Let the memory of Ralph be with us forever
  • 91 years old
  • Born on November 2, 1922 .
  • Passed away on November 18, 2013 .

This memorial website was created in memory of our loved one, Ralph Campoy, 91, born on November 2, 1922 and passed away on November 18, 2013. We will remember him forever.

Posted by Rafael Campoy on 12th December 2013
Friends and family, When my father, Ralph Campoy passed away he was 91 years old. Many of us have great stories to tell of when and how we know my father. I, myself could go on for hours about what my father taught me and how he impacted my life. But I think I would like to point out how being an airborne paratrooper impacted his life and what he brought to the 101st airborne. This was something that he was very proud to be a part of. It not only gave him a sense of responsibility, it also reinforced a sense of responsibility that already existed within him. He had a lot of challenges that he had to face in his life. One of the early ones was when his father died when my father was only 12 years old. He and his two brothers were faced with finding a means of bringing home an income to support his mother and five sisters during the depression. Because of those circumstances he was able to teach me from firsthand experience the value of work and the importance of facing ones responsibility. He showed me how this is how a person creates his own sense of honor. But like any other person or soldier, he wasn’t flawless. He went to war and he came back with his own demons. When we were younger he never spoke about the war. Instead, he struggled with the terrible memories that come from that experience. You see, my father was two people. From time to time my father could be described as a mean drunk but about thirty years ago he conquered that. One day he walked away from that and he never went back. And for the last thirty years, I am proud to say, that was the man that I knew.
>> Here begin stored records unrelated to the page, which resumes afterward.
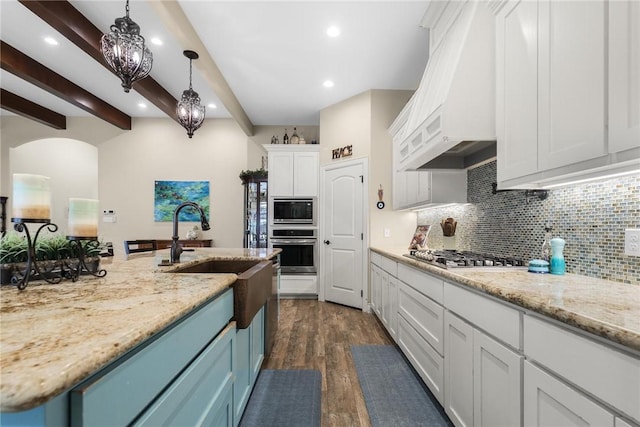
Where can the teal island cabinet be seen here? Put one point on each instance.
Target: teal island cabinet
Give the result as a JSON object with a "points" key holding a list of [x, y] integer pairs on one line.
{"points": [[106, 352]]}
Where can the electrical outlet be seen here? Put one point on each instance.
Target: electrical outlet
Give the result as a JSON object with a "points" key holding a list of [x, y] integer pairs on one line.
{"points": [[632, 241]]}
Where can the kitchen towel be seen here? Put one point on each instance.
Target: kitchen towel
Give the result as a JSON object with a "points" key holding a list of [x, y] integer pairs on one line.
{"points": [[285, 398], [394, 394]]}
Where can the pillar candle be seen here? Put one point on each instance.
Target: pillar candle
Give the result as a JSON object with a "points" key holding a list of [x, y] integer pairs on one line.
{"points": [[31, 196], [83, 218]]}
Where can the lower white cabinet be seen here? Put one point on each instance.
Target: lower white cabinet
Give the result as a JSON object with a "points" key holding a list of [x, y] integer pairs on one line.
{"points": [[376, 289], [424, 359], [384, 292], [496, 383], [482, 377], [490, 363], [550, 402], [298, 285], [458, 370], [390, 304]]}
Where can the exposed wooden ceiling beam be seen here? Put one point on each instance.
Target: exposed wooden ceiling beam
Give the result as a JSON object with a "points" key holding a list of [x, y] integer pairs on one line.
{"points": [[67, 20], [25, 108], [177, 22], [25, 67]]}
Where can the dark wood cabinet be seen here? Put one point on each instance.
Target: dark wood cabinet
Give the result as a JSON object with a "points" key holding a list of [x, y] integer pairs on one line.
{"points": [[206, 243]]}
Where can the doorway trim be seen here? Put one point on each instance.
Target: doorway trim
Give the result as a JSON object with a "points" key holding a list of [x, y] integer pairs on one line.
{"points": [[364, 161]]}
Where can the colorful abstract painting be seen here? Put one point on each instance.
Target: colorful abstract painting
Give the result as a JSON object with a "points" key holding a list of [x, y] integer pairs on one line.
{"points": [[169, 195]]}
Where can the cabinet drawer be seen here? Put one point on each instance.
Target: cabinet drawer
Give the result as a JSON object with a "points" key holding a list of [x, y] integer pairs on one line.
{"points": [[604, 372], [132, 384], [206, 383], [422, 282], [423, 314], [426, 361], [550, 402], [495, 318]]}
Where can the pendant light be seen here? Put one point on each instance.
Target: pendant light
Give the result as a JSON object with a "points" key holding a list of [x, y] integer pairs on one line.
{"points": [[190, 112], [125, 51]]}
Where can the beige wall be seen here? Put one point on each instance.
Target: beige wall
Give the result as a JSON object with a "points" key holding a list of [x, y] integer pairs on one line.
{"points": [[362, 121], [385, 107], [155, 149], [346, 123]]}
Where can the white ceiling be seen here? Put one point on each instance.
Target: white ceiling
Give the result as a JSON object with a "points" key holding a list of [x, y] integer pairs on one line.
{"points": [[275, 55]]}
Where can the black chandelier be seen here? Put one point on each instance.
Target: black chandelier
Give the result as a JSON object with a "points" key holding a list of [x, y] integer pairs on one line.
{"points": [[190, 112], [125, 52]]}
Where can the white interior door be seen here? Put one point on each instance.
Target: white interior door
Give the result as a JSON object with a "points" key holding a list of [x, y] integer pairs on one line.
{"points": [[342, 241]]}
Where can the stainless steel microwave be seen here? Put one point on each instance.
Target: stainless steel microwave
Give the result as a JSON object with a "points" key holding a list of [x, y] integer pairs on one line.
{"points": [[293, 210]]}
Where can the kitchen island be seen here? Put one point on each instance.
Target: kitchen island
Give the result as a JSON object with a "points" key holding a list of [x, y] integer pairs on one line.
{"points": [[52, 337], [502, 346]]}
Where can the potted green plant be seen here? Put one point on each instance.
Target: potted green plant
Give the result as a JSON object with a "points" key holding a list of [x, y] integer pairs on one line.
{"points": [[54, 253]]}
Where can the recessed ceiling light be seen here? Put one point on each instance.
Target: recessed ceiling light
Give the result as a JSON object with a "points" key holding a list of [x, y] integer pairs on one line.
{"points": [[333, 31]]}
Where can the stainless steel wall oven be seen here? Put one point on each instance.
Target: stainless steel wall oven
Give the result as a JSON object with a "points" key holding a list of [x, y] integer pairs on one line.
{"points": [[299, 249], [293, 211]]}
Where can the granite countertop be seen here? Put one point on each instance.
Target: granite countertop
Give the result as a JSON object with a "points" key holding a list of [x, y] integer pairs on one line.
{"points": [[54, 336], [601, 307]]}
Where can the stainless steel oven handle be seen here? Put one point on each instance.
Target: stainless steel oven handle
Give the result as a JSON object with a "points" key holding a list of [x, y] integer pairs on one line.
{"points": [[293, 241]]}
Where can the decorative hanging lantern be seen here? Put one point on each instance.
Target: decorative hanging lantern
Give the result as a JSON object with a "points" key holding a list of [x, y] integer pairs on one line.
{"points": [[190, 112], [125, 51]]}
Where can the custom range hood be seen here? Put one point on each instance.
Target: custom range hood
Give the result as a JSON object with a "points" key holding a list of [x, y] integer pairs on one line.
{"points": [[449, 122]]}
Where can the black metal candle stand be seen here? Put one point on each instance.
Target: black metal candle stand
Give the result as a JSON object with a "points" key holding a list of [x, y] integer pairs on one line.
{"points": [[21, 279], [81, 266]]}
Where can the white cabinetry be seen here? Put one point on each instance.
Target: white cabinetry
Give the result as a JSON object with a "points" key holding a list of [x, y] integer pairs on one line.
{"points": [[482, 376], [607, 375], [549, 402], [420, 326], [416, 189], [458, 370], [293, 170], [455, 99], [299, 285], [552, 93], [496, 383], [490, 363], [385, 292], [624, 76]]}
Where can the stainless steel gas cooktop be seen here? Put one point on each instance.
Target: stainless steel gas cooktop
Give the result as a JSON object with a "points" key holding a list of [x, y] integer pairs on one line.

He was proud of his grandchildren and loved them and was not embarrassed to say so, not embarrassed to tell them. He was comfortable with showing kindness and friendship and he never shrugged off the responsibility of helping a person who was in need of help. But most of all I think I would like to point out that he taught me that you don’t have to be Abraham Lincoln or Nelson Mandela to have a great impact on the world. But instead, that you did good work, and had a great impact on the few people in your life while you were here. That’s what I will remember about my father.